Wall Street investment analysts continue to look for signs of stability and instability at American International Group Inc.[@@]

AIG, New York, impressed observers Wednesday by reporting a 50% increase in net income despite the investigations that led to the ouster of Maurice Greenberg, the company’s longtime chairman.

Peter Streit, an analyst at Williams Capital Advisors L.P., New York, is optimistic about AIG’s prospects.

“Indications are that the company is about to reach an agreement with [New York Attorney General Eliot] Spitzer for a dollar figure in the area of $850 million,” Streit says.

Such a figure would be in line with recent settlements at the big insurance brokers and would not put much of a dent in a company with AIG’s level of capitalization, Streit says.

Many AIG segments performed surprisingly well during the second quarter, Streit adds.

But Paul Newsome, an analyst at A.G. Edwards & Sons Inc., St. Louis, is expressing concern about press reports that Greenberg may have tried to cover up records sought by Spitzer. “It has become clear to us that the regulatory issues will be long lasting for AIG,” Newsome writes in a note to investors.

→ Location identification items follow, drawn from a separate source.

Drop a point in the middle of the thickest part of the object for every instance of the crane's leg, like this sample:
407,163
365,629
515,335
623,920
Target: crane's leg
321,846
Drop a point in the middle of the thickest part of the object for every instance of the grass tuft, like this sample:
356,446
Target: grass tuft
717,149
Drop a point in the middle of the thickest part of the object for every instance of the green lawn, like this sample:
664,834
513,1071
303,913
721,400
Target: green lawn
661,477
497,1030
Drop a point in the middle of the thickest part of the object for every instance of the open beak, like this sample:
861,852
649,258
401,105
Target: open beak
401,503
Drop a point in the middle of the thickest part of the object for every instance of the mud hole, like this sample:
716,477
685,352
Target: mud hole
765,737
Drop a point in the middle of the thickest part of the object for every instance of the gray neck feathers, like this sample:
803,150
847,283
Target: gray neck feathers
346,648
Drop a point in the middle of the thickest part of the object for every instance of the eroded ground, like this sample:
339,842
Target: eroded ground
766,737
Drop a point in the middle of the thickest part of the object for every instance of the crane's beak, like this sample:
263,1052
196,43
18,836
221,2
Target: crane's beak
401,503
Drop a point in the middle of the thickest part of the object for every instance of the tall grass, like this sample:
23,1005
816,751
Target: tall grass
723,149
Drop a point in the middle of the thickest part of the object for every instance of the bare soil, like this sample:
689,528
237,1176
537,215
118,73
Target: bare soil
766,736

In addition, “there is considerable investor uncertainty about Martin Sullivan, the new CEO, and whether he might have been involved in any wrongdoing,” Newsome writes.

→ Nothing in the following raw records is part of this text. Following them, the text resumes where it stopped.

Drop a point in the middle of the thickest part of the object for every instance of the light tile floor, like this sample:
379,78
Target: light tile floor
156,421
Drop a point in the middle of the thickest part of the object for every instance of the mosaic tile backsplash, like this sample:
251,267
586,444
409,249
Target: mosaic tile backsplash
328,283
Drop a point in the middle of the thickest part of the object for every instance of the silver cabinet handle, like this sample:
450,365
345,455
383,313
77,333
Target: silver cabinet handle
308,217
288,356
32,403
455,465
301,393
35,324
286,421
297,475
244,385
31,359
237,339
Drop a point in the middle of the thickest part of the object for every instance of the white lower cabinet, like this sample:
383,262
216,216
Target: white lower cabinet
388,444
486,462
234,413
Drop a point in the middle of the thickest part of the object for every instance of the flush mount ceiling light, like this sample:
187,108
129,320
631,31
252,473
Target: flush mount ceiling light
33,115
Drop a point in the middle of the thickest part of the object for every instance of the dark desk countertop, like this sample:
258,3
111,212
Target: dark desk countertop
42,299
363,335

Before taking over as AIG’s chief executive officer, Sullivan ran the company’s property-casualty insurance business.

Ron Frank, an analyst at the Smith Barney unit at Citigroup Inc., New York, says he thinks AIG’s stock has reached a natural limit since rising 25% from a recent low point in April.

Frank says he also wants to hear the results of a top-down review of the company’s insurance reserve structure. Milliman Inc., Seattle, is supposed to complete the review sometime this year.